Of swans and spur-winged geese at Steenberg

If you’ve had a bottle of our delicious wine or visited our estate, you’ve no doubt stopped to admire our logo. You may have wondered what the proud, preening bird signifies, and what kind of bird it is.

That bird holds a lot of meaning to us, and gestures to both our rich heritage and promising future.

As the oldest farm in the Cape, Steenberg has a great deal of mesmerising anecdotes and tall tales from the past. Established in 1682, the landscape of the farm was very different than we’ve come to know it today. The farm’s original owner, Catharina Ras, arrived in an untamed land as the first female to claim the right to property. We can’t help but admire her pioneering spirit, and often wonder what it was like for her to be so far from her native home of Lubeck, Germany, trying to make a home for herself and her children.
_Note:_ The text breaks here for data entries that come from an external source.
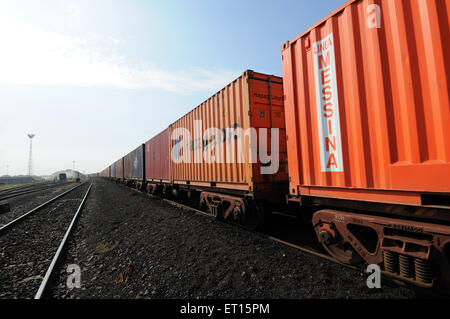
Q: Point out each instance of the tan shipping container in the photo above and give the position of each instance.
(253, 100)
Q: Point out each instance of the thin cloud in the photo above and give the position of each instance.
(33, 56)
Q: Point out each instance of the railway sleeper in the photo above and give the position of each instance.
(412, 251)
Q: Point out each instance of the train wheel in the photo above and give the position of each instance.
(336, 246)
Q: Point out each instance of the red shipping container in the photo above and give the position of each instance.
(157, 158)
(127, 166)
(119, 169)
(367, 103)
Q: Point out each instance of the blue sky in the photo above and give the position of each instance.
(94, 79)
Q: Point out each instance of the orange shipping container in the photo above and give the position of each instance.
(254, 100)
(367, 103)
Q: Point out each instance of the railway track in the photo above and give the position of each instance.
(360, 269)
(28, 244)
(7, 194)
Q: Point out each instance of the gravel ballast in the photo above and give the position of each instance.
(27, 248)
(131, 246)
(21, 204)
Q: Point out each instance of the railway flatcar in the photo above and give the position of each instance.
(361, 115)
(367, 113)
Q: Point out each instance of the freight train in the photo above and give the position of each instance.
(355, 135)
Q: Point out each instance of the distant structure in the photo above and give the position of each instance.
(30, 162)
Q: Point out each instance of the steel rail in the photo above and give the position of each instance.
(25, 192)
(37, 208)
(60, 248)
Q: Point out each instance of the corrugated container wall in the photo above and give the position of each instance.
(119, 169)
(137, 160)
(157, 157)
(127, 166)
(244, 103)
(367, 101)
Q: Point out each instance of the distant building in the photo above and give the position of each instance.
(6, 180)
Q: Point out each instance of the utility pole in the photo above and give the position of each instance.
(30, 161)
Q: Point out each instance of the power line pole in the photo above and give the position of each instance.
(30, 162)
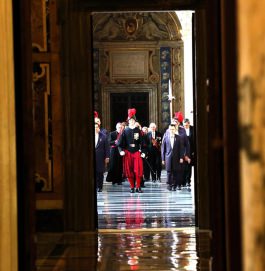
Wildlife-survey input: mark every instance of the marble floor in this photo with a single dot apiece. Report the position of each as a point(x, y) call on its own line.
point(150, 231)
point(156, 207)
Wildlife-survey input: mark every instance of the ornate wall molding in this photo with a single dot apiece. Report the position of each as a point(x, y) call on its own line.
point(133, 26)
point(151, 89)
point(129, 54)
point(40, 25)
point(42, 127)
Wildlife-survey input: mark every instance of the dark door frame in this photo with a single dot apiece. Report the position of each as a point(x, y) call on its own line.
point(223, 168)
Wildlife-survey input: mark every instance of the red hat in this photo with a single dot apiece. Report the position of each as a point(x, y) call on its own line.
point(131, 113)
point(179, 116)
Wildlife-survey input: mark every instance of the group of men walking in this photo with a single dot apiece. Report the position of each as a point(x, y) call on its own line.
point(134, 153)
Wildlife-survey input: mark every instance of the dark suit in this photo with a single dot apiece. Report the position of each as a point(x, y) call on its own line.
point(172, 157)
point(102, 152)
point(115, 165)
point(154, 154)
point(188, 167)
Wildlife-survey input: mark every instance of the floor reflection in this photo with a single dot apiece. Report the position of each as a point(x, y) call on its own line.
point(155, 208)
point(125, 250)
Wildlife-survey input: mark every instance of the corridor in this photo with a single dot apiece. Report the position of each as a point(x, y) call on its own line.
point(150, 231)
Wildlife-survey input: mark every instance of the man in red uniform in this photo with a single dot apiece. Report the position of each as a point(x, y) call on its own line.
point(130, 147)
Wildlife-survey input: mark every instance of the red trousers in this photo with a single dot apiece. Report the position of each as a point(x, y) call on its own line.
point(133, 167)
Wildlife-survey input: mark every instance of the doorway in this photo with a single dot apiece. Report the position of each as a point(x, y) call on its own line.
point(120, 102)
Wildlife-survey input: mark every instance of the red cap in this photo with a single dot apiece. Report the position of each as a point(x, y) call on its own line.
point(131, 113)
point(179, 116)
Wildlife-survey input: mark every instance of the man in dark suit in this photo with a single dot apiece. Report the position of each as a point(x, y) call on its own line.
point(189, 160)
point(172, 154)
point(154, 139)
point(102, 156)
point(115, 165)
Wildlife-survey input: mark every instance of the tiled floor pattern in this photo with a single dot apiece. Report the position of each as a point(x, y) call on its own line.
point(149, 231)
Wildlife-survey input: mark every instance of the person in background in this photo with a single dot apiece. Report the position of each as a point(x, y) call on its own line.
point(146, 169)
point(98, 121)
point(102, 156)
point(172, 153)
point(189, 161)
point(130, 146)
point(115, 165)
point(154, 139)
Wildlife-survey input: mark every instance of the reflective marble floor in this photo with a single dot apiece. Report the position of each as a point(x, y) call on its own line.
point(160, 250)
point(156, 207)
point(149, 231)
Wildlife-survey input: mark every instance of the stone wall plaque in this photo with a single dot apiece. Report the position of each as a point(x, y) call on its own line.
point(129, 65)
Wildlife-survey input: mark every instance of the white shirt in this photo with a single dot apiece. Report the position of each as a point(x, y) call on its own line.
point(96, 139)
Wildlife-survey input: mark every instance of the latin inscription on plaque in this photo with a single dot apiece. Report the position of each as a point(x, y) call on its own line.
point(129, 65)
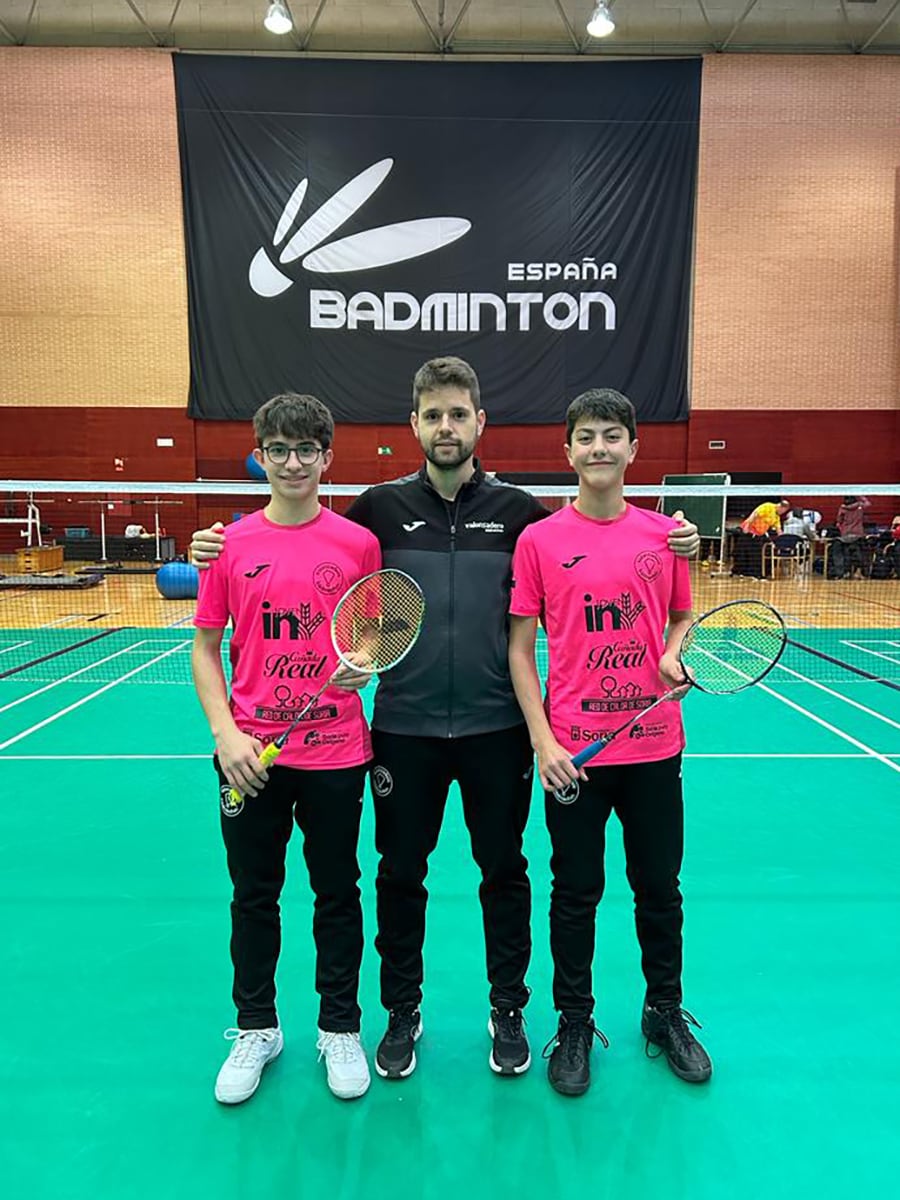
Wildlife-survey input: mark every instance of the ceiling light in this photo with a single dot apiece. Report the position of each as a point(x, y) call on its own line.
point(601, 23)
point(277, 19)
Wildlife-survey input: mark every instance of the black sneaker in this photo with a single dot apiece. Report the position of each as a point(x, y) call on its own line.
point(395, 1056)
point(666, 1026)
point(511, 1054)
point(569, 1051)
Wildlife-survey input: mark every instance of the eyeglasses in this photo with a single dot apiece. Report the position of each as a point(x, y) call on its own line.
point(307, 453)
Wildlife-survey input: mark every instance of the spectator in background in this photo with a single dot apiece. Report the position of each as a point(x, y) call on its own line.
point(763, 522)
point(851, 529)
point(801, 523)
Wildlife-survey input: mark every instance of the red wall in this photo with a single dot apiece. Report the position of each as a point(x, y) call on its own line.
point(816, 447)
point(825, 447)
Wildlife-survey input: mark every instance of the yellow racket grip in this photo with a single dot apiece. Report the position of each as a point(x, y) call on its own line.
point(267, 757)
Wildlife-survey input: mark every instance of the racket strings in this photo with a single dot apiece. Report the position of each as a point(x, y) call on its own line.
point(733, 647)
point(377, 623)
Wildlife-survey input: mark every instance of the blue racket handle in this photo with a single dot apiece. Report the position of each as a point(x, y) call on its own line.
point(588, 753)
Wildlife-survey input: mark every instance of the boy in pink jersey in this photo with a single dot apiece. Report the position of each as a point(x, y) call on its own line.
point(279, 582)
point(616, 604)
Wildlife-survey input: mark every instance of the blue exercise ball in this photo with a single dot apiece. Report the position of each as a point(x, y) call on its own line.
point(178, 581)
point(253, 468)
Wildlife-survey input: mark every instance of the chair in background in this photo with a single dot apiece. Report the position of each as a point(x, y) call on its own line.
point(786, 556)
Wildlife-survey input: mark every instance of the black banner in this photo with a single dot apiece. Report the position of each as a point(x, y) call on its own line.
point(347, 220)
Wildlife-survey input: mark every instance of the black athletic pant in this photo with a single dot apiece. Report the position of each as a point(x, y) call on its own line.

What was it like for her, we wonder, when she looked into the distance and saw dozens of glimmering swans feeding, drinking and swimming on the land? Did it make her hark back to the times she had seen these magnificent creatures in Lubeck?

We remember Catharina with great respect, and often spend hours talking about her brave days here at Steenberg, or Swaaneweide, as she lovingly named it after encountering the “swans”. So great is our admiration of Catharina, that we are almost reluctant to admit that she had made a mistake in identifying the swimming birds as swans!